What are the two main election regimes for director of the board?

A
  • Annual election: directors are elected to one-year terms.
  • Staggered board: directors are elected to three-year terms, with one-third of the board standing for election each year.

Staggered boards are an effective antitakeover protection, and may also insulate or entrench management.

51
Q

What three mechanisms are Director liability is reduced by?

A
  1. Exculpatory provision: company charter excuses director from liability for unintentionally negligent acts.
  2. Indemnification: agreement that company will pay for costs associated with lawsuits (if the director acted in “good faith”).
  3. Director and officers insurance (D&O): insurance contract that covers litigation expenses, settlement payments, and in some cases damages.

Conclusion: out-of-pocket payments by directors are very rare.

52
Q

Why do companies have external auditors?

A

Accurate financial reporting is critical for the efficiency of capital markets and the proper valuation of securities.
- Allows board and investors to make informed evaluation of strategy, business model, and risk.
- Allows board to structure compensation appropriately and award performance-based compensation knowing that predetermined targets were met.

It is the role of the audit committee to ensure the accuracy of reports.
- Sets parameters for quality, transparency, and controls.
- Hires external auditor to test for misstatement.

53
Q

What guidelines does the audit committee establishes to dictate the quality of accounting used in the firm?

A
  • Quality: the degree to which accounting figures precisely reflect changes in financial position, earnings, and cash flows.
  • Transparency: the degree to which the company provides details that supplement and explain accounts reported in statements and filings.
  • Internal controls: the processes and procedures that ensure transactions are accurately recorded, financial statements reliably produced, and company assets protected from theft.
54
Q

Evidence suggest that companies are not as effective as they believe in preventing accounting quality abuse, like…

A
  • Much less likely to report a small decrease in earnings than a small increase.
  • Managers make small manipulations in accounts so that net income figures are rounded up rather than down.
  • Companies that beat earnings with “low-quality” earnings have better short-term but worse long-term performance.
  • In any given period, about 20% of firms manage earnings (to meet analyst forecasts). Among them, the average level of earnings management is 10% of sales.
55
Q

What is the objective of external auditing?

A

Assess the validity and reliability of publicly reported financial information. Shareholders expect an objective third party to provide assurance that the information is accurate.
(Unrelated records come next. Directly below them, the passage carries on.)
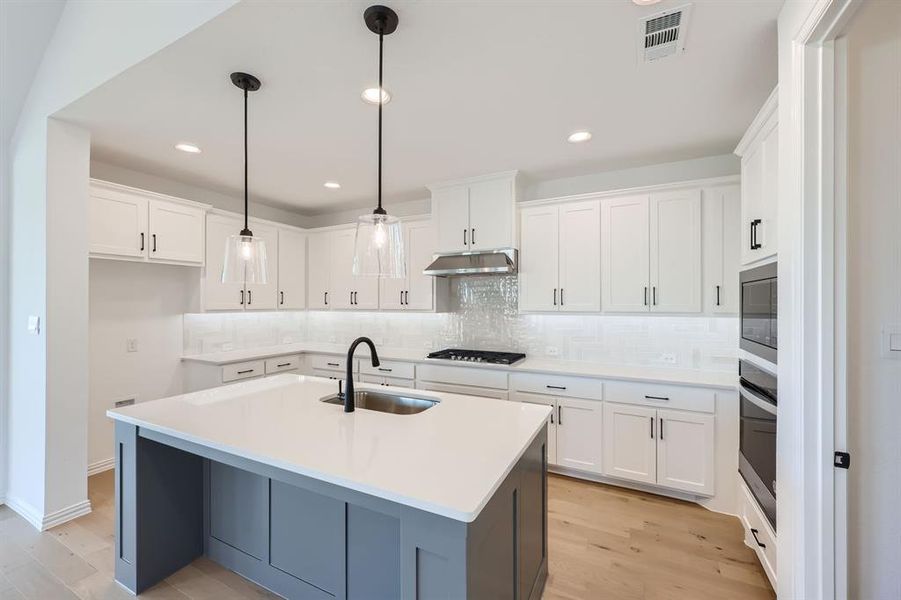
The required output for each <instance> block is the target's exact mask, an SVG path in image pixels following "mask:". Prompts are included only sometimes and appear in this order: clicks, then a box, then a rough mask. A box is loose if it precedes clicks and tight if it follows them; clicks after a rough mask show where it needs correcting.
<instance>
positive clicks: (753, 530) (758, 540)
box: [751, 527, 766, 548]
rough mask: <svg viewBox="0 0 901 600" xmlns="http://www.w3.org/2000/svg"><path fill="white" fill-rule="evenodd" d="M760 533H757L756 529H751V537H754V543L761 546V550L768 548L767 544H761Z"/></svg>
mask: <svg viewBox="0 0 901 600" xmlns="http://www.w3.org/2000/svg"><path fill="white" fill-rule="evenodd" d="M758 533H760V532H759V531H757V530H756V529H754V528H753V527H752V528H751V535H753V536H754V541H755V542H757V545H758V546H760V547H761V548H766V544H763V543H761V541H760V538H758V537H757V534H758Z"/></svg>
  • Despite public expectations, it is not the explicit objective of the audit to identify fraud.
  • Instead, the objective is to express an opinion on whether statements comply with accounting standards. Auditors express an “unqualified opinion” if it finds no reason for concern.
56
Q

How can the market work for corporate control?

A

Price of a stock also reflects performance of management in realizing corporate value. The board of an underperforming company has the choice:
- Replace management, or
- Sell the entire company to new owners who can manage its assets more profitability (e.g. change strategy, cost structure, capital structure, etc).

The market for corporate control puts pressure on the CEO to perform or risk sale of the company.

57
Q

What does the market for corporate control consist of?

A

All mergers, acquisitions, and reorganizations - including those by a competitor, a conglomerate, or a private equity buyer.

58
Q

What is a friendly acquisition?

A

When the target is open to receiving an offer. Otherwise it is hostile.

59
Q

What is a tender offer?

A

The acquirer makes an offer directly to the target shareholders to purchase their shares at a stated price.

60
Q

What is a proxy contest?

A

The acquirer asks target shareholders to elect a dissident slate of directors to approve the deal.